Question

DESeq2 positive results for genes with high samples counts dispersion

0

Entering edit mode

Guillaume Robert • 0

@guillaume-robert-18902

Last seen 4.9 years ago

France/Nantes/Inovarion

Hi all,

Sorry for this naive question, but I haven't been able to find a response anywhere.

I'm using DESeq2 to find DE genes between two conditions on RNAseq public data, with 19 "non responders" samples, and 22 "responders" samples.

After the DE analysis I've checked the samples read counts of the genes with the best adjusted pvalues.

I often see genes with counts that are low for most samples, but there are few samples with very high counts in one condition, which drives the gene to be given DE I guess.
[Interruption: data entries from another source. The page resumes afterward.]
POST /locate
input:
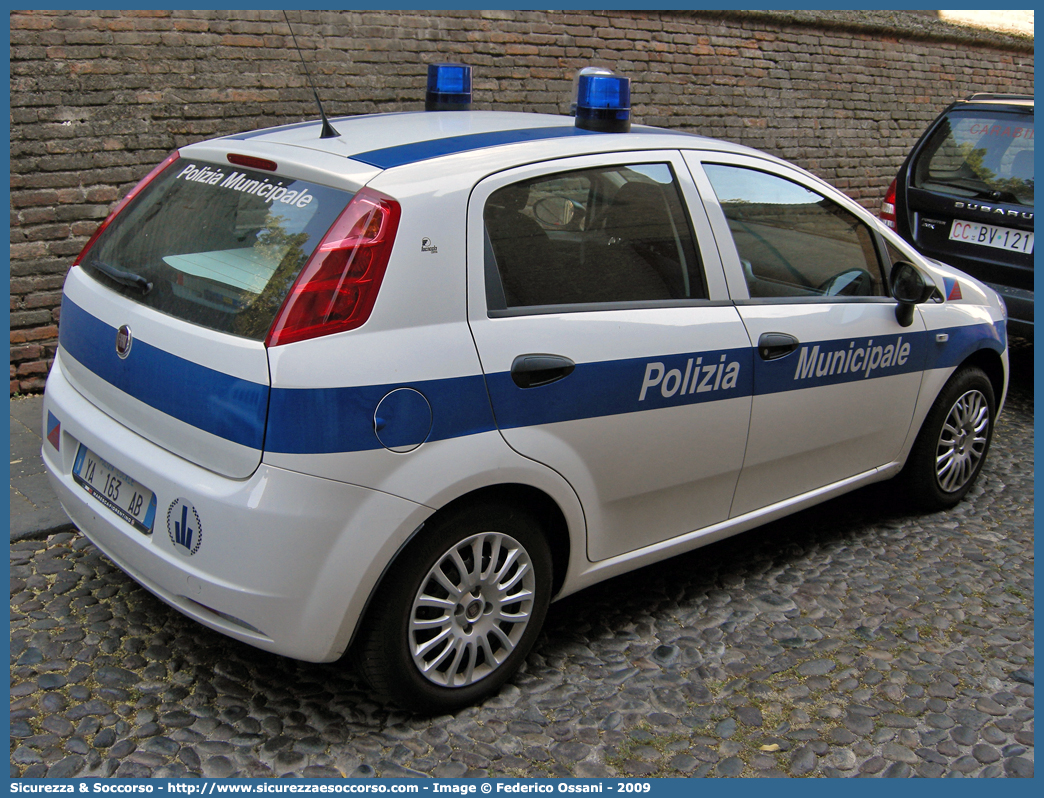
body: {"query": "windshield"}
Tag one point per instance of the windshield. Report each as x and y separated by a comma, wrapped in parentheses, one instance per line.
(215, 245)
(981, 155)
I'm questionning the biological relevance of those results and I'm wondering if I maybe missed or misunderstood something that would avoid those kind of results.

here is my code :

dds <- DESeqDataSetFromMatrix(countData = count_table, colData = coldata, design = ~ condition)
keep <- rowSums(counts(dds)) >= 10
dds <- dds[keep,]
dds$condition <- relevel(dds$condition, ref = "R")
dds <- DESeq(dds)
res05 <- results(dds, alpha=0.05)

Thanks in advance for any input !

DESeq2 • 648 views

ADD COMMENT • link updated 5.7 years ago by Michael Love 43k • written 5.7 years ago by Guillaume Robert • 0

score 2 · Accepted Answer · 2019-06-13

2

Entering edit mode

Michael Love 43k

@mikelove

Last seen 1 day ago

United States

So if you have an accumulation of high counts in one group, then that's some evidence that the null of LFC=0 is not true. That's what you get with a p-value against a point null.

You may find value however in using lfcShrink to shrink the LFC and then to see if there is a cutoff on the effect size that might be useful. See the sections in the vignette on lfcShrink. This has been the area that we have spent the most time developing the methods lately, e.g. application of apeglm and ashr to DESeq2.